Resolution 22 – Additional authority to disapply pre-emptions rights

That, subject to the passing of resolution 20, the Directors be given power, in addition to any authority granted under resolution 21, to allot equity securities (as defined in the Act) for cash under the authority given by that resolution and/or to sell ordinary shares held by the Company as treasury shares for cash as if section 561 of the Act did not apply to any such allotment or sale, such authority to be:

  • a) limited to the allotment of equity securities or sale of treasury shares up to a nominal amount of £17,287,489 (being approximately 5% of the issued share capital as at 15 March 2018),
  • b) used only for the purposes of financing (or refinancing, if the authority is to be used within six months after the original transaction) a transaction which the Directors determine to be an acquisition or other capital investment of a kind contemplated by the Statement of Principles on Disapplying Pre-Emption Rights most recently published by the Pre-Emption Group prior to the date of this Notice,

such power to apply until the conclusion of the 2019 AGM (or, if earlier, until the close of business on 31 July 2019), save that during this period the Company may make offers, and enter into agreements, which would, or might, require equity securities to be allotted (and treasury shares to be sold) after the power ends and the Directors may allot equity securities (and sell treasury shares) under any such offer or agreement as if the power had not ended.

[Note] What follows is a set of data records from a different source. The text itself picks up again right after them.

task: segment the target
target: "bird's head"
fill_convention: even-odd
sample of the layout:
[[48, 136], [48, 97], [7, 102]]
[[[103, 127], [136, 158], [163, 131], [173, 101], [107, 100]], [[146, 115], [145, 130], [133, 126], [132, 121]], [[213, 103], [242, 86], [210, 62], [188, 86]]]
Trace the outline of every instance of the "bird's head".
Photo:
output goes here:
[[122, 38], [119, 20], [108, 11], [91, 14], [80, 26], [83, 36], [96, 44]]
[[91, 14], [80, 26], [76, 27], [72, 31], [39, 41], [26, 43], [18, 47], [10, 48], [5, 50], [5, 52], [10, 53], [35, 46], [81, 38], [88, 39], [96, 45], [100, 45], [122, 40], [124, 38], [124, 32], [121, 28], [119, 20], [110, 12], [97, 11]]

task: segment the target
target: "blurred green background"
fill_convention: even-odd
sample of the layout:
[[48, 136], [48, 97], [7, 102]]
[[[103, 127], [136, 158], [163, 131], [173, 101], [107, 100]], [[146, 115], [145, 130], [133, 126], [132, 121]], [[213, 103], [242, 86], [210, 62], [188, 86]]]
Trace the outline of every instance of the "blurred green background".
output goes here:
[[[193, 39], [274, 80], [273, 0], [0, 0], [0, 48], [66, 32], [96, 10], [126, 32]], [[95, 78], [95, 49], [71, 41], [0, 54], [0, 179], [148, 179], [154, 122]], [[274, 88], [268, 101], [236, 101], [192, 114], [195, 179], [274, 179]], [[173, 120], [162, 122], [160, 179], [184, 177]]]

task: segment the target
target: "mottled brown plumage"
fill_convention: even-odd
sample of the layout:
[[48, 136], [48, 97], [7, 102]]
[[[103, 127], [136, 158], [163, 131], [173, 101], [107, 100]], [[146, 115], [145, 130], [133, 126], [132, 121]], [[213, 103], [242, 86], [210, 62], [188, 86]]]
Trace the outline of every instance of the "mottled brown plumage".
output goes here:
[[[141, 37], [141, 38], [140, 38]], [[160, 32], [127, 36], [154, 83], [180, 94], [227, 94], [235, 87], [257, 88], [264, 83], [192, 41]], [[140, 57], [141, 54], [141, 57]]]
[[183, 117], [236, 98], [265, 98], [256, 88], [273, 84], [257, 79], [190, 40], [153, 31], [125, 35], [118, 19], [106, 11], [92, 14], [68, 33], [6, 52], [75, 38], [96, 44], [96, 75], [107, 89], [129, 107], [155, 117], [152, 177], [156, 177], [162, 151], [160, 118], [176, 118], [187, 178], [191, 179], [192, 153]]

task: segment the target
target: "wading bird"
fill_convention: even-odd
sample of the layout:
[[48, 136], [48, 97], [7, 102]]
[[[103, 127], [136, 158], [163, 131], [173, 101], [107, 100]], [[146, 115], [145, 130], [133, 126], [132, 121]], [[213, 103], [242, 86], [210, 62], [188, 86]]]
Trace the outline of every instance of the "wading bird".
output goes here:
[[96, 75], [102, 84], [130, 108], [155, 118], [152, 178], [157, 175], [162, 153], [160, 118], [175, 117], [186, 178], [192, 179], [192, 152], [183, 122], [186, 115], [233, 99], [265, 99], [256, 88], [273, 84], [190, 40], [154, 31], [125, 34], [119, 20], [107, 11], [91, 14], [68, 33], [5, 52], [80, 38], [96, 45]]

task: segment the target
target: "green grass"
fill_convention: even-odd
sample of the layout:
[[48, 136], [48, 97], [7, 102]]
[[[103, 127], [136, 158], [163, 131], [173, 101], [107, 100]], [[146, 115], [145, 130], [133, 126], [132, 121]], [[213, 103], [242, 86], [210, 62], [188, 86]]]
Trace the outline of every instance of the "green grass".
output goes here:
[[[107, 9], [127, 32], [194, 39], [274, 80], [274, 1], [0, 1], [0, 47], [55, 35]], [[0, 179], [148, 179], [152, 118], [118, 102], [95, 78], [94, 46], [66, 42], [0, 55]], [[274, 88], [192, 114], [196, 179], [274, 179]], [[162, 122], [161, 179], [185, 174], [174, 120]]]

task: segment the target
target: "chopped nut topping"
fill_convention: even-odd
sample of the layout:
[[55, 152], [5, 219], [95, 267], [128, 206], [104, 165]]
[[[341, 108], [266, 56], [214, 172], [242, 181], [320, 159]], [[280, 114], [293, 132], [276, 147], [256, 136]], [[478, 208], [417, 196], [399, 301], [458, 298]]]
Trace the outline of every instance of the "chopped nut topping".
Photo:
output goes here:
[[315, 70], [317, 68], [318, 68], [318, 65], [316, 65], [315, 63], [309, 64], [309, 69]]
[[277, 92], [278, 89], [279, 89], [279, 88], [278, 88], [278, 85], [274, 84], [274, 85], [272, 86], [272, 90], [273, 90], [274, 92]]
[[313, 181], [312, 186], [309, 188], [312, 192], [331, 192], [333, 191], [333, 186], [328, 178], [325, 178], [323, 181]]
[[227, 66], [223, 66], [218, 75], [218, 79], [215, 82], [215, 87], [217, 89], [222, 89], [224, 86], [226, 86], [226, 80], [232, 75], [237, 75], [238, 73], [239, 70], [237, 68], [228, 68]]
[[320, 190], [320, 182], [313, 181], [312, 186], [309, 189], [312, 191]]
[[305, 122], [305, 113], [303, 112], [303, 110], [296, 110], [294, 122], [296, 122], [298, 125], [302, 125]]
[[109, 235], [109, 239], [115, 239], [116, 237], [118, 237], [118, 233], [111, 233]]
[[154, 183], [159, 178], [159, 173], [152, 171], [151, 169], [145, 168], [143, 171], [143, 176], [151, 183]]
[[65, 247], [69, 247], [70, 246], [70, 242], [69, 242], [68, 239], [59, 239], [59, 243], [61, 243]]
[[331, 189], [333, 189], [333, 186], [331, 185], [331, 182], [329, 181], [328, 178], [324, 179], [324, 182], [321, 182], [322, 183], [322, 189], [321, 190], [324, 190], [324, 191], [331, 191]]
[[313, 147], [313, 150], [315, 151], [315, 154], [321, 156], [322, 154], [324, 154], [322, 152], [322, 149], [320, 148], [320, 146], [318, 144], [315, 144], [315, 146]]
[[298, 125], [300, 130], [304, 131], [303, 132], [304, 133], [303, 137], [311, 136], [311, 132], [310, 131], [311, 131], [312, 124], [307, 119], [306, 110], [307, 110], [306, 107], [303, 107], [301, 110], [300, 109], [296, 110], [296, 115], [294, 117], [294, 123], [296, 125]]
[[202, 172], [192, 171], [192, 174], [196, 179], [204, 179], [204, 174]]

Resolution 23 – Authority to purchase own shares

That the Company be generally and unconditionally authorised for the purposes of section 701 of the Act to make market purchases (within the meaning of section 693(4) of the Act) of ordinary shares provided that:

  • a) the maximum number of ordinary shares hereby authorised to be purchased is 560,114,648;
  • b) the minimum price which may be paid for each such ordinary share is 614/81 pence;
  • c) the maximum price which may be paid for each such ordinary share is the higher of:
  • (i) an amount equal to 105% of the average of the middle market quotations for an ordinary share in the Company as derived from the London Stock Exchange Daily Official List for the five business days immediately preceding the day on which the ordinary share is contracted to be purchased; and
  • (ii) an amount equal to the higher of the price of the last independent trade of an ordinary share and the highest current independent bid for an ordinary share as derived from the London Stock Exchange Trading System, in each case, exclusive of expenses; and
  • d) this authority shall expire at the conclusion of the 2019 AGM (or, if earlier, the close of business on 31 July 2019), except in relation to a purchase of ordinary shares, the contract for which was concluded before such time and which will or may be executed wholly or partly after such time and the Company may purchase ordinary shares pursuant to any such contract as if the power had not ended.

Resolution 24 – Notice of general meetings

That a general meeting of the Company other than an AGM may be called on not less than 14 clear days' notice.